On this day, 70 years ago, a great darkness was lifted from Europe.
My father was there, and I have often shared his stories from the war. Strangely, he had nothing to tell me of VE day, merely that he was there when it ended.
The Canadians had formed a loose truce with the Germans in the Netherlands so they could get food to the starving Dutch people on both sides of the front. The Dutch to this day remember and are grateful to the Canadians for their liberation.
The armies of the allies were made up of ordinary men who became citizen soldiers, Cincinnatus to a man, who rose from their job, and their family, went overseas, and returned home to their families and job to resume their lives. Many didn't get a chance to carry on, and many couldn't carry on when given the chance. To them our generation and generations to come owe a debt of gratitude that cannot and never shall be repaid, and yet almost every vet I know shrugs off an label of hero, and merely says that they were doing a job, doing what everyone else did, and that the real heroes were the ones who never made it back.
They shall grow not old, as we that are left grow old:
Age shall not weary them, nor the years condemn.

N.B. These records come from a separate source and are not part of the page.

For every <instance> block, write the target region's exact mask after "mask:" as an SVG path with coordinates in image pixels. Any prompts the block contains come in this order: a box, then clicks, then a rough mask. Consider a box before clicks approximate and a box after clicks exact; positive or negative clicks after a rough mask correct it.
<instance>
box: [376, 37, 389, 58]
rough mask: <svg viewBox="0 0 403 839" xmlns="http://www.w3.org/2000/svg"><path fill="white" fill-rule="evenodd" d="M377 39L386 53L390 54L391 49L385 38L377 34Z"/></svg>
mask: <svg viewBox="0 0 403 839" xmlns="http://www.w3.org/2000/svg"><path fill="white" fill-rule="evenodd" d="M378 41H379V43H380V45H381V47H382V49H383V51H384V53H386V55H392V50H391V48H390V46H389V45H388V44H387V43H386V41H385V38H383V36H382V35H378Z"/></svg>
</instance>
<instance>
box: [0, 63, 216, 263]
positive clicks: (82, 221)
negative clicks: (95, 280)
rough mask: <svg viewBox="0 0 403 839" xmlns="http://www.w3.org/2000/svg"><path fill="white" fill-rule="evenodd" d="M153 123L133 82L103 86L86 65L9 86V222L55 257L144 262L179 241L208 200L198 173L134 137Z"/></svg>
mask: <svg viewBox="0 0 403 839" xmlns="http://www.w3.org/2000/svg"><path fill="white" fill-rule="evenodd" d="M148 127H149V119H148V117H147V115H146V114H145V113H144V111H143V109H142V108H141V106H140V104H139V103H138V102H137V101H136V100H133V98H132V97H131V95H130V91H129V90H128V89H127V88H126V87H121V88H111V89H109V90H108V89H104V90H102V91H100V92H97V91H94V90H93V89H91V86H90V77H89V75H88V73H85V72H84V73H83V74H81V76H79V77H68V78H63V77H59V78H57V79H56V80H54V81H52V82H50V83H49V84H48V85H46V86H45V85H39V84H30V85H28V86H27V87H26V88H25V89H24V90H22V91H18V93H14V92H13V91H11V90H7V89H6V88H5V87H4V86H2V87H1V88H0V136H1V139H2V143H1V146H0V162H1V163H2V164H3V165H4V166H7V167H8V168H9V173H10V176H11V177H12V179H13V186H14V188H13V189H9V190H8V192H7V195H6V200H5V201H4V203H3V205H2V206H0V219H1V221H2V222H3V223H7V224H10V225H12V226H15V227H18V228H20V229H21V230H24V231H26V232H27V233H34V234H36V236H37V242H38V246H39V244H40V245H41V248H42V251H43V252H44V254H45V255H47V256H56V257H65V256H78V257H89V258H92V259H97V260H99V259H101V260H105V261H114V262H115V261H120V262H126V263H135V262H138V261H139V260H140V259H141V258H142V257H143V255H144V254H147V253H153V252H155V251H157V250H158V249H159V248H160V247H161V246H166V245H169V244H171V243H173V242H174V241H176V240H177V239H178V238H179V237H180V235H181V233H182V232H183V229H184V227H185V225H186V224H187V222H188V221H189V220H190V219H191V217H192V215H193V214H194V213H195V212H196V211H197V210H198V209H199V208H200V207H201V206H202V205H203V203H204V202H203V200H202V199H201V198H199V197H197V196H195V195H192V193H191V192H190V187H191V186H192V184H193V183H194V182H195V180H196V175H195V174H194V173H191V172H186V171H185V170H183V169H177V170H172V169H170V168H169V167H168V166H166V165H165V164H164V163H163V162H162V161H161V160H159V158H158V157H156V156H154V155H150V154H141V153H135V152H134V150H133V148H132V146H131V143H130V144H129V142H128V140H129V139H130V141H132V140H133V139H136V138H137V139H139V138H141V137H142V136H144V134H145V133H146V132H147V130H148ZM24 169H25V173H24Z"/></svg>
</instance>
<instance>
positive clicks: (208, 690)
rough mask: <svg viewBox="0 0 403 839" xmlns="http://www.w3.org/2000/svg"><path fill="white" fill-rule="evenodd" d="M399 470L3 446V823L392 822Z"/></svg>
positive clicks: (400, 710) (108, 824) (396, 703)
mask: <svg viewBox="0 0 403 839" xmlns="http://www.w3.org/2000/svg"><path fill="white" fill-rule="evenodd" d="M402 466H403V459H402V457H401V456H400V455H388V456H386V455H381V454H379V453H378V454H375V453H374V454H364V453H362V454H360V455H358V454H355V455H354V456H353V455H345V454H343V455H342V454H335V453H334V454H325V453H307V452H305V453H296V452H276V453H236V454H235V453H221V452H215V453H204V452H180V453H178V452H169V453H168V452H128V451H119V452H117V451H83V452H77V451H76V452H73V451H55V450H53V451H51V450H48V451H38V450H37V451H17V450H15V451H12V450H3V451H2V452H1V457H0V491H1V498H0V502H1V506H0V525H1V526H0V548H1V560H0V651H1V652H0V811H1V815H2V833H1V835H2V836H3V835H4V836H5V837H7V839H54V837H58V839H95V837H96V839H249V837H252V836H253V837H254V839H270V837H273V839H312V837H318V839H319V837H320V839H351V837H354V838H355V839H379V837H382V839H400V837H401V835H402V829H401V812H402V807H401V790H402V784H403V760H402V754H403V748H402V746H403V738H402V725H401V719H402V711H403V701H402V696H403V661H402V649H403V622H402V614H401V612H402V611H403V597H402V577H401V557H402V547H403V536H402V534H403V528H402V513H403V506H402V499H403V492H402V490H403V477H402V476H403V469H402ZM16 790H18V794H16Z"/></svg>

At the going down of the sun and in the morning,
We will remember them.
We shall remember them.,
In history, it was common to honour heroes with statues and tributes. Their faces would be carved in stone and painted on canvas, remembered in poetry and song. In our age we build statues of nothing, to nothing. Our poetry is gibberish, our paintings splatters and our songs mere noise. We have little art left to us to honour them. And yet, it was not always so. There are a few works made for these men. .It was in honour of these citizen soldiers that Aaron Copeland composed his most famous work, The Fanfare for the Common Man,.
Always remember these men and what they have done for us.